Court Incorrectly Held Disability Plaintiff Must Prove Animus or Ill Will

The trial court believed the employee had to prove “animus or ill will” in order to prevail.  The trial court modified the jury instruction (CACI No. 2540) to include a requirement that Wallace prove County regarded or treated him “as having a disability in order to discriminate.”

On appeal, the court concluded the jury instruction and special verdict form contained error.  The proper standard regarding employer intent or motivation was decided by the Supreme Court in Harris v. City of Santa Monica (2013) 56 Cal.4th 203 (Harris).

Animus or Ill Will Not Required.

Disability Plaintiff Protected from erroneous or mistaken believes About Employee’s Ability to Perform the Job.

Under Harris, Wallace could prove the requisite discriminatory intent by showing his actual or perceived disability was a “substantial motivating factor/reason” for County’s decision to place him on a leave of absence. California law does not require an employee with an actual or perceived disability to prove that the employer’s adverse employment action was motivated by animosity or ill will against the employee.  Instead, employees are protected from an employer’s erroneous or mistaken beliefs about the employee’s physical condition.  (§ 12926.1, subd. (d).)

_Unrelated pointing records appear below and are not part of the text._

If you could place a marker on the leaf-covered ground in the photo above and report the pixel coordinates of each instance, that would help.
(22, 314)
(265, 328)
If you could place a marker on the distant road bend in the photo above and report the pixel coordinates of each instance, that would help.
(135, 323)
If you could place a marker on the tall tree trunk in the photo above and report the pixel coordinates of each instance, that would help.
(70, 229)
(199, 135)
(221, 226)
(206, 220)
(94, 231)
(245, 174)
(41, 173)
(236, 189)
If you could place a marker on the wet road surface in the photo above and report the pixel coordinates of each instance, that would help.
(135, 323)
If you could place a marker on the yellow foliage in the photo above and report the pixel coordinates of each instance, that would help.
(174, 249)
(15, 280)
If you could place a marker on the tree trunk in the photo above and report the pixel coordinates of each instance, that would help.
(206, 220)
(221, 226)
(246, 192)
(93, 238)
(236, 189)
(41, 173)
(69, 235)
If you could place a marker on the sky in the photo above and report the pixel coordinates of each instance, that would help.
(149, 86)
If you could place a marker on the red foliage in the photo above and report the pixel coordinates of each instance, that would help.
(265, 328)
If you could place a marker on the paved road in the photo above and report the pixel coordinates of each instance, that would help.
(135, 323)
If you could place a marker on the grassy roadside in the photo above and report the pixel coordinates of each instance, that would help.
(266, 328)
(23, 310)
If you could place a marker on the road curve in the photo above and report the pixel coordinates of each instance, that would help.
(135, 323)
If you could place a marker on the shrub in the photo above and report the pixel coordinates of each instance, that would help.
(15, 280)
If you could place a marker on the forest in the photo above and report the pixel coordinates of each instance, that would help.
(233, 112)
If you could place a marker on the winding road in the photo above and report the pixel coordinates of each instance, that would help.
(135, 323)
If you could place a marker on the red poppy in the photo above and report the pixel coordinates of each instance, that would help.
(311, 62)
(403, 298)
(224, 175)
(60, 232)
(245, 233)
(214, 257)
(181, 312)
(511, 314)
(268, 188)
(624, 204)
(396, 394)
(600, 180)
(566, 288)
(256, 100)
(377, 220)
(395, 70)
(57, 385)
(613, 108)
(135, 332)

In short, the Legislature decided that the financial consequences of an employer’s mistaken belief that an employee is unable to safely perform a job’s essential functions should be borne by the employer, not the employee. Even if the employer’s mistake was reasonable and made in good faith, the employee is not required to prove the employer’s decision was motivated by animus or ill will.

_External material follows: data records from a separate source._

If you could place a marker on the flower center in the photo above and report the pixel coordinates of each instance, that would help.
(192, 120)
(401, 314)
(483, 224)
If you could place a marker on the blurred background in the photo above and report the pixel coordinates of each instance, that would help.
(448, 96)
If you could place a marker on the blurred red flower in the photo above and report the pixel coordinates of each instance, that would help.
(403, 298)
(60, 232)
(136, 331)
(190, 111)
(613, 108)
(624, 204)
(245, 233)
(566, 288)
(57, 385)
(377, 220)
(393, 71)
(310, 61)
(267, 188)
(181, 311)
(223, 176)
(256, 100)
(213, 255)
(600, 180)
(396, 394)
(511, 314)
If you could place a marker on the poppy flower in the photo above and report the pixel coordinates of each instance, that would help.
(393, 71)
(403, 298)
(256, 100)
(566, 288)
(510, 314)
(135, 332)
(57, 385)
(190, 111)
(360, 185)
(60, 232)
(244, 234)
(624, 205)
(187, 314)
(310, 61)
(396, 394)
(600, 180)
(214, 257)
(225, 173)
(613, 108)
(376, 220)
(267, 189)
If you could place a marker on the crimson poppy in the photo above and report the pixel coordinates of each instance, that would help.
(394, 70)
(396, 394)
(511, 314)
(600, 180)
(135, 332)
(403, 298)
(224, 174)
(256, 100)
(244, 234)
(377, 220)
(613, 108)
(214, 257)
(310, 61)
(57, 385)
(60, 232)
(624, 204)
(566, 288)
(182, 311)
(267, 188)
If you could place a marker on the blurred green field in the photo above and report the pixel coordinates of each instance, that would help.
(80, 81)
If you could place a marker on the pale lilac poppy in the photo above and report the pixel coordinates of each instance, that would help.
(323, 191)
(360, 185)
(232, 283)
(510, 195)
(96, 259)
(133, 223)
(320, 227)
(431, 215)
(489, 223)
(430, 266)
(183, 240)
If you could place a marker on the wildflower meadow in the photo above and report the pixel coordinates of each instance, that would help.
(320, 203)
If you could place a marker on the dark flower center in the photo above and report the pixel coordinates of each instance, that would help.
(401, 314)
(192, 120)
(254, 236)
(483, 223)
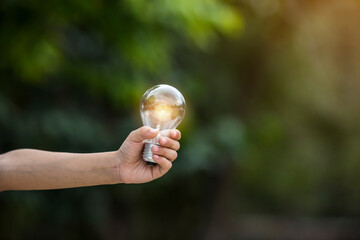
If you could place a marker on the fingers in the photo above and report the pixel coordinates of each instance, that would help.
(142, 133)
(168, 153)
(169, 143)
(164, 164)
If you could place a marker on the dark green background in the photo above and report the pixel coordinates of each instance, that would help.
(271, 137)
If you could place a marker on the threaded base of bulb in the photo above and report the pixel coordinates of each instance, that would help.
(147, 154)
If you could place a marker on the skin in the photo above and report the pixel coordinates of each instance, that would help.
(29, 169)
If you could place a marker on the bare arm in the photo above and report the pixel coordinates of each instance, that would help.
(28, 169)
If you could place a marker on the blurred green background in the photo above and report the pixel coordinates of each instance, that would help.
(271, 137)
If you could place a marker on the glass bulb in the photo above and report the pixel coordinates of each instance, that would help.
(162, 107)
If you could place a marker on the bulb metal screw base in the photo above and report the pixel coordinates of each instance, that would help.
(147, 154)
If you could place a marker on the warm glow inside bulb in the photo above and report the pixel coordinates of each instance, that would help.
(161, 107)
(163, 112)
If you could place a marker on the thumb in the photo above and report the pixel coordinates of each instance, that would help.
(142, 133)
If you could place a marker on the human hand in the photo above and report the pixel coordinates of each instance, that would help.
(131, 168)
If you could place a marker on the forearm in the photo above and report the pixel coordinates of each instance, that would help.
(27, 169)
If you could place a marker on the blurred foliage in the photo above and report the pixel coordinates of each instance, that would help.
(271, 128)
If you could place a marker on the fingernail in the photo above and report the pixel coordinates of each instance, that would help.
(162, 140)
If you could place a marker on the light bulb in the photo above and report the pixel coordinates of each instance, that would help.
(162, 107)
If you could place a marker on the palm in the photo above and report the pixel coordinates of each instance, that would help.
(133, 168)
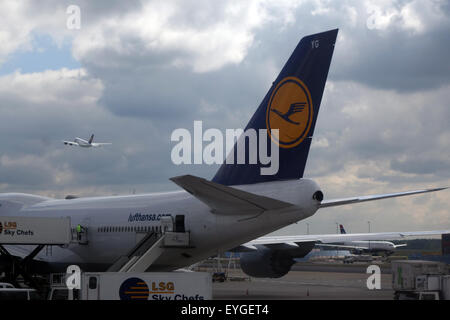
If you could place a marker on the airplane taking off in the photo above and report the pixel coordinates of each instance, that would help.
(85, 144)
(237, 206)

The court remand Wallace’s disability discrimination claim for a retrial limited to determining the amount of damages resulting from County’s decision to place Wallace on an unpaid leave of absence.  The court believed a limited retrial was appropriate because the jury found that (1) County regarded or treated Wallace as if he were disabled, (2) Wallace was able to perform the essential job functions of a deputy sheriff with or without reasonable accommodation, and (3) County failed to prove Wallace’s disability would increase the danger to himself or others while he performed those job functions.

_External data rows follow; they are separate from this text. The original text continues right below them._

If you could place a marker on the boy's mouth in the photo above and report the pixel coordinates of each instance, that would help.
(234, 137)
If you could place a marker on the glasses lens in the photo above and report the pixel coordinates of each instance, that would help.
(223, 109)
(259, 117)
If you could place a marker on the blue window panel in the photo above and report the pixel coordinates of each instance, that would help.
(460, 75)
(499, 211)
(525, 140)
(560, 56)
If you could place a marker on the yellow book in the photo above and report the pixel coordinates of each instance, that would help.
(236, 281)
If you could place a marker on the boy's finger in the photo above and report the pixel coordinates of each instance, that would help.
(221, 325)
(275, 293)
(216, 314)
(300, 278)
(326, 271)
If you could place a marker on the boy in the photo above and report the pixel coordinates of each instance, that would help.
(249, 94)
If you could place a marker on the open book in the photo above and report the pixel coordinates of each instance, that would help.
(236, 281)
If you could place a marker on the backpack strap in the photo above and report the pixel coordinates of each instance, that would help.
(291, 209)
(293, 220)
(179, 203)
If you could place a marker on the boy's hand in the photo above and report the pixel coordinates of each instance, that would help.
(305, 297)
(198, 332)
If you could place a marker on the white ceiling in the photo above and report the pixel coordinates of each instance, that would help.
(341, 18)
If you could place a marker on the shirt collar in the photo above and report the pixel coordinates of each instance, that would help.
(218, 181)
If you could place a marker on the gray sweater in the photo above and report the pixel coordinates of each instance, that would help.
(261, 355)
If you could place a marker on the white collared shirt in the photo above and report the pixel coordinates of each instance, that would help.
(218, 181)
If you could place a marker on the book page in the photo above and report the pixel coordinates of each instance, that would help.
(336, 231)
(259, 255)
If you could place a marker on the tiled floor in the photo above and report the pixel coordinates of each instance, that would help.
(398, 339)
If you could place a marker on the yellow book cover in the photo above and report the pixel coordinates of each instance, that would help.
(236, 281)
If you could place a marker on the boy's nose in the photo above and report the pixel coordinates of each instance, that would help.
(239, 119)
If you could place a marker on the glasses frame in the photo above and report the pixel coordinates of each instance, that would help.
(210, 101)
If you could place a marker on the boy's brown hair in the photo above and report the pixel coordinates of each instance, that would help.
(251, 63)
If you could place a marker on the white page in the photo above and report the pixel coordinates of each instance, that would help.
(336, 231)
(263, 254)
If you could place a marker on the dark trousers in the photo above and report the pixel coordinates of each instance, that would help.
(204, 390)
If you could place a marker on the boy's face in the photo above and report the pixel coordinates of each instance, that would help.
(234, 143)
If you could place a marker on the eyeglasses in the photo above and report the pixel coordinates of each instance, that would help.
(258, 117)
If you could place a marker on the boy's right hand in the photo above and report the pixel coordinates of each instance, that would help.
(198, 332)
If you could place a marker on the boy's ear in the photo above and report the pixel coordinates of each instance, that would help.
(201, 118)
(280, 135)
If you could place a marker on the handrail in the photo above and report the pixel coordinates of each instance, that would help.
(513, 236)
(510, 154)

The court held that as a matter of law, the reason the County placed Wallace on a leave of absence was its mistaken belief that he could not safely perform the essential job functions of a deputy sheriff.  Therefore, the substantial-motivating-reason element was proven.  The court also found, as a matter of law, that the County’s decision to place Wallace on leave was a substantial factor in causing Wallace to suffer economic losses.  Based on those findings, the court determined the retrial could be limited to the amount of Wallace’s damages.

The lesson for employers is to not presume an employee is unable to safely perform the essential functions of the job just because the employee has a disability.  Placing an employee on a leave of absence against the employee’s will when the employee can perform the essential functions of the job with a different accommodation could lead to significant liability.